The Minutemen struggled breaking the puck up-ice early on Friday night, causing them to spend the majority of the first period without the puck. After a productive two weeks of practice, BU’s forecheck was one of many frustrations that the Minutemen experienced over the weekend. 

Wilmer Skoog’s lacrosse-style goal put the Terriers up 2-0 early in the second period and made waves nationally for obvious reasons. Skoog’s goal received well-deserved praise but was only made possible by the work done away from the puck by Matt Brown and Brian Carrabes.

Off of a center-ice faceoff, UMass defenseman Scott Morrow was immediately forced to slide the puck to his defense partner because of Brown’s tenacious forechecking. Mikey Adamson, who had just received a pass from Morrow, was forced to send the puck up the boards to avoid the pressure of Carrabes. Jumping on the puck was Skoog, who protected the puck below the goal line before performing his magic just seconds later. 
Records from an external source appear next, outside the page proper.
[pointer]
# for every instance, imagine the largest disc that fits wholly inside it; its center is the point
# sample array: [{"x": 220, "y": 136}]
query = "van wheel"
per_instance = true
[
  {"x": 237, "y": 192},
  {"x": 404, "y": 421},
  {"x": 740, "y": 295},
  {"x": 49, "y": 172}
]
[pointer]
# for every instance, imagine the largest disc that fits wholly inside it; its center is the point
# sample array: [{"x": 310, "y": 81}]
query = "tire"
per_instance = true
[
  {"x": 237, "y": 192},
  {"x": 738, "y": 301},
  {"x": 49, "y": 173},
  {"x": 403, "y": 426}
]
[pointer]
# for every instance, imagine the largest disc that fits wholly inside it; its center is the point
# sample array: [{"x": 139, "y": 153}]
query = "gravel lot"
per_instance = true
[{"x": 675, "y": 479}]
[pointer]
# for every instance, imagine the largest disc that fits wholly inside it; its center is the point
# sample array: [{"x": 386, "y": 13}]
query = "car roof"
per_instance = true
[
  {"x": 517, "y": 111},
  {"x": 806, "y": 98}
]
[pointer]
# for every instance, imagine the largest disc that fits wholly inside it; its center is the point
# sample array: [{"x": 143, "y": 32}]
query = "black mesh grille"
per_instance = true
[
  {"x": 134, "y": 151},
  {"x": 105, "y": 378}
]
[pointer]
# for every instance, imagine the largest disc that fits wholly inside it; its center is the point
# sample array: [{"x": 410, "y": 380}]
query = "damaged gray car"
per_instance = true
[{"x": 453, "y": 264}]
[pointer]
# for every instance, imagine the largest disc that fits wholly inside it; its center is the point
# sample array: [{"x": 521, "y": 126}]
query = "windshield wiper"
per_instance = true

“I thought [the forecheck] helped us a lot,” Pandolfo said. “We created more because we were good on the forecheck. We were able to pressure them, get the puck back and then work from there. I thought it really showed tonight.”

Quinn Hutson’s second goal of Friday night began 200-feet away with solid work down low by Domenick Fensore and Ryan Greene. Fensore tied up UMass forward Josh Nodler below the goal line and waited for Greene to provide support as the center. 

Greene dug the puck out of a pair of skates and led the charge out of the Terriers’ zone. As Luke Tuch entered the offensive zone, he connected with Greene, who quickly found Hutson, who made no mistake. 

Tenacity along the boards and in the corners led to a large volume of high-danger chances throughout the weekend for the Terriers. Their high-end skill and vision took over at the right times, capitalizing on many of those chances for an outburst of 12 goals in two games. 

“I’ve trusted all our guys. I think upfront, we have a ton of depth,” Pandolfo said. “Whoever’s in the lineup, I trust and know they can contribute offensively and that’s what everyone’s doing, certainly tonight for sure.”

Tuch, a 6’2, 203-pound second-rounder fits perfectly with this medley of skill and heavy hockey. A three-assist weekend – one of his best as a Terrier – showcased the power-forward’s ability to use his size and skill to his advantage.

To open the scoring on Saturday, Tuch’s line once again won the physical contest against UMass and let their finishing ability take care of itself. Following a point shot from Q. Hutson, Tuch secured body positioning in front and handed the puck off to Greene, who buried his sixth point of the weekend. 

“I think [Greene] and [Q. Hutson] have taken another step in the last couple of weeks,” Pandolfo said. “They’re both very good offensive players and they’re dialed in to the defensive zone as well. I think it’s helping their offensive game because of that.”

BU’s statement weekend recharged the energy of dominance that was slowly fading with each successive weekend split. A group that was flirting with underperformance just over two weeks ago has reasserted themselves as a potential national threat.

“We have a really committed group,” Jay O’Brien said. “We have a lot of older guys and you know, guys that just want to win.”